Accepted for/Published in: JMIR Rehabilitation and Assistive Technologies
Date Submitted: Jun 13, 2025
Date Accepted: Feb 19, 2026
Warning: This is an author submission that is not peer-reviewed or edited. Preprints - unless they show as "accepted" - should not be relied on to guide clinical practice or health-related behavior and should not be reported in news media as established information.
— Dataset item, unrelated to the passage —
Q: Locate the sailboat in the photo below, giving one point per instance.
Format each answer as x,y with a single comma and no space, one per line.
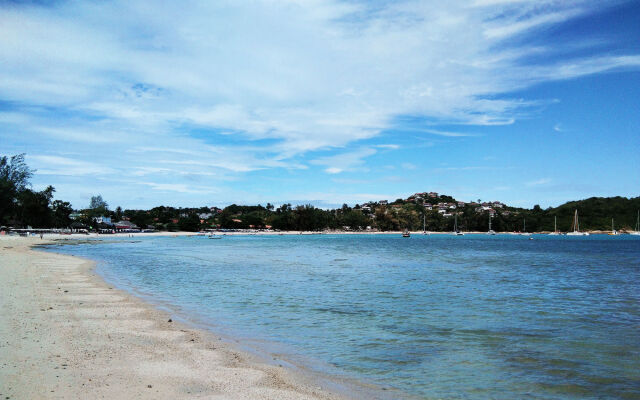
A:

Evaluating the feasibility of technology-based interventions in disability and rehabilitation: Definitions, considerations, and dimensions.
ABSTRACT
Technology-based interventions in the field of disability and rehabilitation, which may be assistive, therapeutic, and service delivery in nature, are considered complex due to the skills required of service providers and recipients, degree of individual tailoring, and diversity of use settings. Feasibility evaluation is an important step in the evolution of complex interventions that can help refine the intervention, inform implementation, and prevent wasted resources. However, guidance is lacking regarding specific considerations for evaluating the feasibility of technology-based interventions. This leaves researchers and developers to rely on resources from other fields that do not address important properties of technology-based interventions, such as usability. In this viewpoint article we: (1) Delineate a definition and framework for feasibility studies within the specific context of technology-based disability and rehabilitation interventions; (2) Highlight important and unique imperatives for feasibility studies of these interventions; and (3) Articulate feasibility dimensions and associated evaluation criteria that are relevant to these interventions. Building on previous work, we distinguish between feasibility studies, wherein we focus on iterative intervention refinement by addressing key development questions (e.g., usability), and pilot studies, which are small-scale versions of a larger study that will evaluate intervention outcomes. Integrating previous typologies, we present 13 feasibility dimensions relevant to technology-based interventions and provide sample evaluation criteria. This information may be useful for interest holders within clinical, technical design, academic, industry, and policy communities who play a role in the development, evaluation, and adoption of technology-based interventions. It is hoped that this discussion encourages comprehensive feasibility evaluations that examine unique aspects of technology-based interventions to promote real-world impact.